The use of computers in medicine has resulted in significant improvements in the medical diagnostic decision-making process.

Tables of differential diagnoses inspired the first diagnostic computing devices.

Differential diagnosis entails the creation of a set of sorting criteria that may be used to determine likely explanations of symptoms during a patient's examination.

A excellent example is the Group Symbol Associator (GSA), a slide rule-like device designed about 1950 by F.A.

Nash of the South West London Mass X-Ray Service that enabled the physician to line up a patient's symptoms with 337 symptom-disease complexes to obtain a diagnosis (Nash 1960, 1442–46).

At the Rockefeller Institute for Medical Research's Medical Electronics Center, Cornell University physician Martin Lipkin and physiologist James Hardy developed a manual McBee punched card system for the detection of hematological illnesses.

Beginning in 1952, researchers linked patient data to findings previously known about each of twenty-one textbook hematological diseases (Lipkin and Hardy 1957, 551–52).
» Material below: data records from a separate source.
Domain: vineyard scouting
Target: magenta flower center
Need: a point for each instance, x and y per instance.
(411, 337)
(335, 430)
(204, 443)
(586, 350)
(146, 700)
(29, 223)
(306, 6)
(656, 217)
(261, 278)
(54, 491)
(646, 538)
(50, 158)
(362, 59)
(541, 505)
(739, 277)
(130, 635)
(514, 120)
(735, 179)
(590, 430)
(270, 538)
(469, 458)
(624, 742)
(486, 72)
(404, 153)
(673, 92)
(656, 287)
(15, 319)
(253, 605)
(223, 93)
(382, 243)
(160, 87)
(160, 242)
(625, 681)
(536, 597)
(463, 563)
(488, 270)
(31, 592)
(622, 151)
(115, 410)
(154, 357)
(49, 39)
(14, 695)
The findings impressed the Medical Electronics Center's director, television pioneer Vladimir Zworykin, who used Lipkin and Hardy's method to create a comparable digital computer equipment.

By compiling and sorting findings and creating a weighted diagnostic index, Zworykin's system automated what had previously been done manually.

Zworykin used vacuum tube BIZMAC computer coders at RCA's Electronic Data Processing Division to convert the punched card system to the digital computer.

On December 10, 1957, in Camden, New Jersey, the finalized Zworykin programmed hematological differential diagnosis system was first exhibited on the BIZMAC computer (Engle 1992, 209–11).

As a result, the world's first totally digital electronic computer diagnostic assistance was developed.

In the 1960s, a new generation of doctors collaborated with computer scientists to link the concept of reasoning under ambiguity to the concept of personal probability, where orderly medical judgments might be indexed along the lines of gambling behavior.

Probability is used to quantify uncertainty in order to determine the likelihood that a single patient has one or more illnesses.

The use of personal probability in conjunction with digital computer technologies yielded unexpected outcomes.

Medical decision analysis is an excellent example of this, since it entails using utility and probability theory to compute alternative patient diagnoses, prognoses, and treatment management options.

Stephen Pauker and Jerome Kassirer, both of Tufts University's medical informatics department, are often acknowledged as among the first to explicitly apply computer-aided decision analysis to clinical medicine (Pauker and Kassirer 1987, 250–58).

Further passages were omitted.